Redesign of workflows, not just “new tools”
- AI adoption should prompt a rethink of how ministries organise drafting, translation, reporting, and analysis.
- Instead of adding AI as an afterthought, redesign workflows so that human judgement focuses on negotiation, strategy, and relationship-building, while AI handles well-defined, lower-risk tasks.
In this way, diplomatic services can address shadow AI not by trying to forbid AI outright, which is likely to fail, but by offering equally powerful, safer alternatives that match diplomats’ practical needs.

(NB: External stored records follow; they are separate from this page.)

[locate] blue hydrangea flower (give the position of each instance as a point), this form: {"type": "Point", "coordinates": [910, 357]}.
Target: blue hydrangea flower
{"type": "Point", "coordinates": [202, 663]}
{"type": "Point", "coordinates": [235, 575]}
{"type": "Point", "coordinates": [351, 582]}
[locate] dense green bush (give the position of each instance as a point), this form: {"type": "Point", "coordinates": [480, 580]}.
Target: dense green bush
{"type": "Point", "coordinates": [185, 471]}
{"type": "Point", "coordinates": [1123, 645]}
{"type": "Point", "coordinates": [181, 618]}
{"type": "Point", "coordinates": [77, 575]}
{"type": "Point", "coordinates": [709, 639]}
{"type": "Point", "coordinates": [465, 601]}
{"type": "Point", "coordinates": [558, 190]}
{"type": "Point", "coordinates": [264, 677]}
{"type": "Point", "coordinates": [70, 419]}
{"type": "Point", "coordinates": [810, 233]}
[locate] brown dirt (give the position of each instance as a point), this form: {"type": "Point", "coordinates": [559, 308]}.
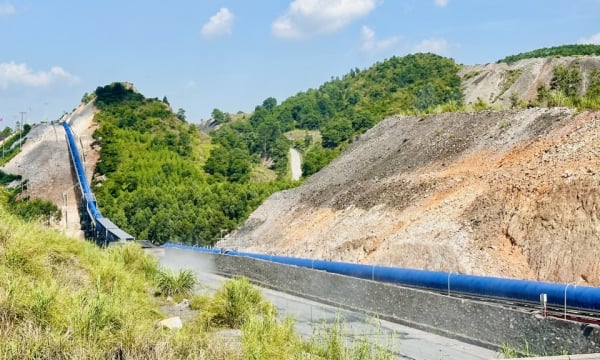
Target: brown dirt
{"type": "Point", "coordinates": [45, 163]}
{"type": "Point", "coordinates": [507, 193]}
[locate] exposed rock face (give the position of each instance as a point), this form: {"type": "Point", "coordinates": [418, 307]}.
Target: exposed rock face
{"type": "Point", "coordinates": [507, 193]}
{"type": "Point", "coordinates": [494, 83]}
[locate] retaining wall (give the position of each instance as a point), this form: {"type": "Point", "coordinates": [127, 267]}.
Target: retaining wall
{"type": "Point", "coordinates": [471, 321]}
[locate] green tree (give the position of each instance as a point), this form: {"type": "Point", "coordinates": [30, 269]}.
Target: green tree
{"type": "Point", "coordinates": [566, 80]}
{"type": "Point", "coordinates": [336, 132]}
{"type": "Point", "coordinates": [181, 114]}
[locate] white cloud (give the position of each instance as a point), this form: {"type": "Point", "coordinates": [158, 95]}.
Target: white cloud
{"type": "Point", "coordinates": [219, 24]}
{"type": "Point", "coordinates": [436, 46]}
{"type": "Point", "coordinates": [7, 8]}
{"type": "Point", "coordinates": [305, 18]}
{"type": "Point", "coordinates": [369, 43]}
{"type": "Point", "coordinates": [594, 39]}
{"type": "Point", "coordinates": [190, 85]}
{"type": "Point", "coordinates": [21, 74]}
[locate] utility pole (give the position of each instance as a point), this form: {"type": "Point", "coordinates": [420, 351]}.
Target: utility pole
{"type": "Point", "coordinates": [21, 132]}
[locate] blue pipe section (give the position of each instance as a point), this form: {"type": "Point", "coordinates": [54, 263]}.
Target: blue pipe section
{"type": "Point", "coordinates": [579, 297]}
{"type": "Point", "coordinates": [86, 192]}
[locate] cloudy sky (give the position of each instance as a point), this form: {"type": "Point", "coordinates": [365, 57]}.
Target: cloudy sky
{"type": "Point", "coordinates": [231, 55]}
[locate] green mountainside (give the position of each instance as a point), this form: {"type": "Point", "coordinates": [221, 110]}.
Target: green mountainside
{"type": "Point", "coordinates": [162, 179]}
{"type": "Point", "coordinates": [150, 178]}
{"type": "Point", "coordinates": [563, 50]}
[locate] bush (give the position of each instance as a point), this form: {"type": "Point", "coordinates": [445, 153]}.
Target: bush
{"type": "Point", "coordinates": [235, 303]}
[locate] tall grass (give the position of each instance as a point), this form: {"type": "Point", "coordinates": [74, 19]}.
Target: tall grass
{"type": "Point", "coordinates": [62, 298]}
{"type": "Point", "coordinates": [234, 304]}
{"type": "Point", "coordinates": [175, 283]}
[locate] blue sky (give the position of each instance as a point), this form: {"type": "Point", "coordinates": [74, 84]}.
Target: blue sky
{"type": "Point", "coordinates": [231, 55]}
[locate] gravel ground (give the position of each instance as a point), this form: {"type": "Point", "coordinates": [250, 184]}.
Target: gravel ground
{"type": "Point", "coordinates": [45, 163]}
{"type": "Point", "coordinates": [504, 193]}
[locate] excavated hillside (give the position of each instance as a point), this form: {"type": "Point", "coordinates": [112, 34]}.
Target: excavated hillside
{"type": "Point", "coordinates": [503, 193]}
{"type": "Point", "coordinates": [507, 193]}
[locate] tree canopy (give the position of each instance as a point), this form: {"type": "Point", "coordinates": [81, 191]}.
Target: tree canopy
{"type": "Point", "coordinates": [157, 183]}
{"type": "Point", "coordinates": [563, 50]}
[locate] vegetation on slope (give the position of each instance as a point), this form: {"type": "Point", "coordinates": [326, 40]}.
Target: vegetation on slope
{"type": "Point", "coordinates": [62, 298]}
{"type": "Point", "coordinates": [566, 89]}
{"type": "Point", "coordinates": [153, 179]}
{"type": "Point", "coordinates": [340, 109]}
{"type": "Point", "coordinates": [563, 50]}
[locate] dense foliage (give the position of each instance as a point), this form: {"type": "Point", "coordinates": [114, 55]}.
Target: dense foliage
{"type": "Point", "coordinates": [563, 50]}
{"type": "Point", "coordinates": [340, 109]}
{"type": "Point", "coordinates": [566, 89]}
{"type": "Point", "coordinates": [61, 298]}
{"type": "Point", "coordinates": [154, 184]}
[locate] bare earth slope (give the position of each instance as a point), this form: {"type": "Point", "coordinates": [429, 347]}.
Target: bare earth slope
{"type": "Point", "coordinates": [44, 161]}
{"type": "Point", "coordinates": [494, 83]}
{"type": "Point", "coordinates": [509, 193]}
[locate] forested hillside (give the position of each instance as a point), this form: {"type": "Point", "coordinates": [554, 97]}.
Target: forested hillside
{"type": "Point", "coordinates": [160, 179]}
{"type": "Point", "coordinates": [563, 50]}
{"type": "Point", "coordinates": [342, 108]}
{"type": "Point", "coordinates": [151, 181]}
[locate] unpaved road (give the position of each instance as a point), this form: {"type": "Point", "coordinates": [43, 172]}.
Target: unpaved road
{"type": "Point", "coordinates": [296, 164]}
{"type": "Point", "coordinates": [404, 342]}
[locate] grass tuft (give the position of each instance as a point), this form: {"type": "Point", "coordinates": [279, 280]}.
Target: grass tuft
{"type": "Point", "coordinates": [171, 284]}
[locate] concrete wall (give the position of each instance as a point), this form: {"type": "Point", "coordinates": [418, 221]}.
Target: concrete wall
{"type": "Point", "coordinates": [467, 320]}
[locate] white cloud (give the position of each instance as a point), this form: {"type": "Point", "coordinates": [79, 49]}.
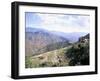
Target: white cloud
{"type": "Point", "coordinates": [64, 23]}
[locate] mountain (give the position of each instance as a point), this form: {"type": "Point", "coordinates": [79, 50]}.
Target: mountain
{"type": "Point", "coordinates": [74, 54]}
{"type": "Point", "coordinates": [39, 41]}
{"type": "Point", "coordinates": [84, 38]}
{"type": "Point", "coordinates": [72, 36]}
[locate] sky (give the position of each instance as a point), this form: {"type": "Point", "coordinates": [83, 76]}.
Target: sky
{"type": "Point", "coordinates": [58, 22]}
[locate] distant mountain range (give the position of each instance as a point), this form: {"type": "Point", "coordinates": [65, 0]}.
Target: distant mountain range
{"type": "Point", "coordinates": [39, 41]}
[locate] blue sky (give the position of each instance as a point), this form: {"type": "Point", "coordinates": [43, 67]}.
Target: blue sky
{"type": "Point", "coordinates": [58, 22]}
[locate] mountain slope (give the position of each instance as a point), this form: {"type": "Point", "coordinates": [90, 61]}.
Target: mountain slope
{"type": "Point", "coordinates": [38, 41]}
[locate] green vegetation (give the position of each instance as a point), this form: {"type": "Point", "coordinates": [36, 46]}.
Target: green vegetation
{"type": "Point", "coordinates": [61, 54]}
{"type": "Point", "coordinates": [78, 54]}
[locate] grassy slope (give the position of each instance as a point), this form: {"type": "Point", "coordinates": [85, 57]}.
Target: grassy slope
{"type": "Point", "coordinates": [48, 59]}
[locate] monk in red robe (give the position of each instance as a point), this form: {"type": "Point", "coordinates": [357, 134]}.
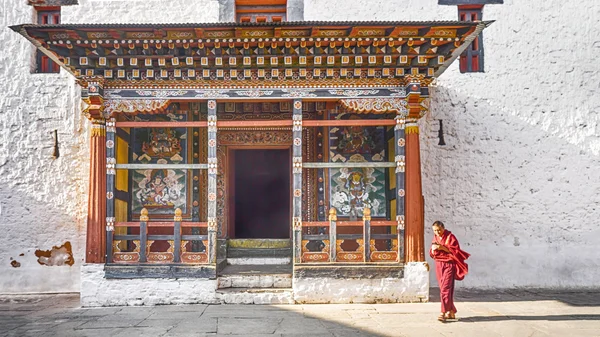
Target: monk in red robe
{"type": "Point", "coordinates": [449, 266]}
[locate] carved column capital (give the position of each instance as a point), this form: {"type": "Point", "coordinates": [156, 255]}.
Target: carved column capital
{"type": "Point", "coordinates": [92, 97]}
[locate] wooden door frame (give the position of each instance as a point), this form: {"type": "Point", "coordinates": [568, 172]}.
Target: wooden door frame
{"type": "Point", "coordinates": [230, 190]}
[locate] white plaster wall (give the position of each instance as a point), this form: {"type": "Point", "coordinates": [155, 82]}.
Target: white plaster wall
{"type": "Point", "coordinates": [518, 180]}
{"type": "Point", "coordinates": [99, 291]}
{"type": "Point", "coordinates": [43, 201]}
{"type": "Point", "coordinates": [413, 287]}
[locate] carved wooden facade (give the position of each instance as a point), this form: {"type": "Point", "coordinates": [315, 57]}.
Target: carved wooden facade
{"type": "Point", "coordinates": [343, 96]}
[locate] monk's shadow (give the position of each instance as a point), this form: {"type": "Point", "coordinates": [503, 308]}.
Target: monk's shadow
{"type": "Point", "coordinates": [479, 319]}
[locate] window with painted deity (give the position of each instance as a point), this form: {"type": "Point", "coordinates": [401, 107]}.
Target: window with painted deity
{"type": "Point", "coordinates": [261, 10]}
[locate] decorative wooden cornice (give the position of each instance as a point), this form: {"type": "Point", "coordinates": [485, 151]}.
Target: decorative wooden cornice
{"type": "Point", "coordinates": [52, 3]}
{"type": "Point", "coordinates": [237, 55]}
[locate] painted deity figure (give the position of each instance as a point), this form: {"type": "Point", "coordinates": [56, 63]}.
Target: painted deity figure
{"type": "Point", "coordinates": [159, 189]}
{"type": "Point", "coordinates": [163, 143]}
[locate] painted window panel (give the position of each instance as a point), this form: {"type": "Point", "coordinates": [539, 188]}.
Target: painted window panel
{"type": "Point", "coordinates": [351, 189]}
{"type": "Point", "coordinates": [160, 191]}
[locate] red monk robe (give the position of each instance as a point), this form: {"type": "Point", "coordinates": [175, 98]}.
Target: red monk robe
{"type": "Point", "coordinates": [449, 266]}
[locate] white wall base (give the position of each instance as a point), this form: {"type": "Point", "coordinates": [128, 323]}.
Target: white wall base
{"type": "Point", "coordinates": [99, 291]}
{"type": "Point", "coordinates": [258, 260]}
{"type": "Point", "coordinates": [414, 287]}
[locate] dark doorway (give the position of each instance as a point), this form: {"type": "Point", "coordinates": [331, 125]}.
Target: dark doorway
{"type": "Point", "coordinates": [262, 193]}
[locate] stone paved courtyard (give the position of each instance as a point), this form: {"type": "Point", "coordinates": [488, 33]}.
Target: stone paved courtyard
{"type": "Point", "coordinates": [510, 313]}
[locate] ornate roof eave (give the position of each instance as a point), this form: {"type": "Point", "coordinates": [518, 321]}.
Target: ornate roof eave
{"type": "Point", "coordinates": [352, 54]}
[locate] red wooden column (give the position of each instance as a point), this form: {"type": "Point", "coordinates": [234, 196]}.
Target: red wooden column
{"type": "Point", "coordinates": [96, 222]}
{"type": "Point", "coordinates": [95, 249]}
{"type": "Point", "coordinates": [414, 235]}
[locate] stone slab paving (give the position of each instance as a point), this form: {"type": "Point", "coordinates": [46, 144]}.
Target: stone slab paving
{"type": "Point", "coordinates": [501, 313]}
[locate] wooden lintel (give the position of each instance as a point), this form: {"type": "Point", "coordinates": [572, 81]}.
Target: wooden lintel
{"type": "Point", "coordinates": [354, 122]}
{"type": "Point", "coordinates": [161, 124]}
{"type": "Point", "coordinates": [315, 224]}
{"type": "Point", "coordinates": [349, 164]}
{"type": "Point", "coordinates": [280, 123]}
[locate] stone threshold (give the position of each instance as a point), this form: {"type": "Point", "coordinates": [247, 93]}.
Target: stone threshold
{"type": "Point", "coordinates": [170, 271]}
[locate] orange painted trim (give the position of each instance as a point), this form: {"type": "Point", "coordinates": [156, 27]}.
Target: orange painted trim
{"type": "Point", "coordinates": [305, 123]}
{"type": "Point", "coordinates": [350, 224]}
{"type": "Point", "coordinates": [161, 124]}
{"type": "Point", "coordinates": [364, 122]}
{"type": "Point", "coordinates": [384, 224]}
{"type": "Point", "coordinates": [161, 224]}
{"type": "Point", "coordinates": [315, 224]}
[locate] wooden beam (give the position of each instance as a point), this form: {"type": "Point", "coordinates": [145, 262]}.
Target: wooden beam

Conclusion: AI from shadow to stewardship
Shadow AI is dangerous for diplomacy, not because AI is inherently hostile to diplomatic values, but because unsanctioned, externally controlled AI quietly erodes three foundations of diplomatic practice:
- discretion and confidentiality (through uncontrolled data flows),
- craft and nuance (through textual inflation and convergence), and
- institutional memory and autonomy (through dependence on external platforms).
The historical lesson from the “digital dark age” is that institutions which fail to adapt their record-keeping and knowledge practices to new technologies pay a high price later in lost institutional memory, weakened accountability, and diminished strategic capacity. Shadow AI extends this risk from memory to live negotiation and strategy.
The way forward is not a nostalgia for pre-digital diplomacy, nor a naïve embrace of consumer AI tools. It is the deliberate construction of trusted, in-house AI ecosystems that embed diplomatic values – discretion, reliability, balance – into the very architecture of the tools diplomats use every day. Only then can diplomacy move from being a passive consumer of Shadow AI to an active steward of AI in the service of international relations.